As the calendar has moved us into 2022, those who enjoy the history and nostalgia of the National Football League are entering into something of a golden age. This calendar year is a numerologist’s delight, which some of the most iconic 0-year anniversaries in NFL history being celebrated throughout January and February.
The first of the great anniversaries actually came on Christmas Day in 2021, with the 50th anniversary of the first Christmas Day game ever played in the NFL, a double-overtime, AFC Divisional Round playoff classic won by the Miami Dolphins over the Kansas City Chiefs.
The Dolphins played in another of these epic games 40 years ago, on Jan. 2, 1982, against the San Diego Chargers on a steamy night in the Orange Bowl.
Known as “The Epic in Miami,” this game also ventured deep into overtime before the Chargers escaped with a 41-38 victory. But this game is best remembered for a Dolphins score that occurred on the last play of the first half, a play made by the losing team, but one that has stood the test of time as one of the greatest plays in NFL history.
The ‘Air Coryell’ Chargers left the Dolphins stunned with an early 24-0 lead
The San Diego Chargers were at the height of their vast offensive power in 1981. Designed by offensive innovator Don Coryell and executed by Hall of Fame quarterback Dan Fouts, the Chargers’ “Air Coryell” offense racked up points and yards at will, with receivers Charlie Joiner, Wes Chandler, and tight end Kellen Winslow helping the Chargers lead the league in scoring, passing yards, and total yards.
And though Don Shula’s Dolphins excelled on defense, when the teams met at the Orange Bowl in the AFC Divisional Playoffs on Jan. 2, 1982, the Dolphins had no answer for the Chargers’ wave of scoring.
After Chandler returned a punt for a touchdown and a quick 10-0 Chargers lead, San Diego converted a pair of Miami turnovers into two more touchdowns and a 24-0 first-quarter lead.

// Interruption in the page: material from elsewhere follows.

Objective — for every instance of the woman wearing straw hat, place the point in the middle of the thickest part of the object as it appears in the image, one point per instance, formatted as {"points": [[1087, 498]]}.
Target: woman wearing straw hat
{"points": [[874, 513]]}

No team in NFL Playoff history had overcome a 24-point deficit to win. But with veteran backup quarterback Don Strock replacing the struggling David Woodley, the Dolphins cut into the lead, then stunned the Orange Bowl with a final play of the half that would go down in history as the greatest play in Dolphins history.
The Hook-and-Lateral goes from the schoolyard to the house as Miami storms back
Miami trailed 24-10 with six seconds left in the half and had the ball on the San Diego 40-yard line. Back in an era where kickers did not routinely attempt field goals beyond 50 yards, the Dolphins elected to go for it on the final play. But no one, certainly not the Chargers, was ready for the play that legendary head coach Don Shula sent in.
The play call, at first, seemed a little perplexing for the moment. Strock, who was picking the Chargers defense apart in the second quarter, threw a 15-yard pass to wide receiver Duriel Harris, who caught the ball toward the middle of the field at the 25-yard line, on a “hook” pattern. The Chargers’ secondary raced toward Harris to down him for what appeared to be the end of the half.
But in the same motion that Harris turned and caught the hook, he lurched forward and lateraled the ball to running back Tony Nathan, who had been trailing the play and was at full speed as he gathered the lateral and streaked past the stunned and flat-footed Chargers defenders swarming around Harris.
“WHAT A PLAY! WHAT A PLAY!” shrieked NBC play-by-play announcer Don Criqui as Nathan raced into the end zone, the ball held high above his head as if to confirm that, yes, he really did have it and the “hook-and-lateral,” as Miami’s players called it, had worked to perfection.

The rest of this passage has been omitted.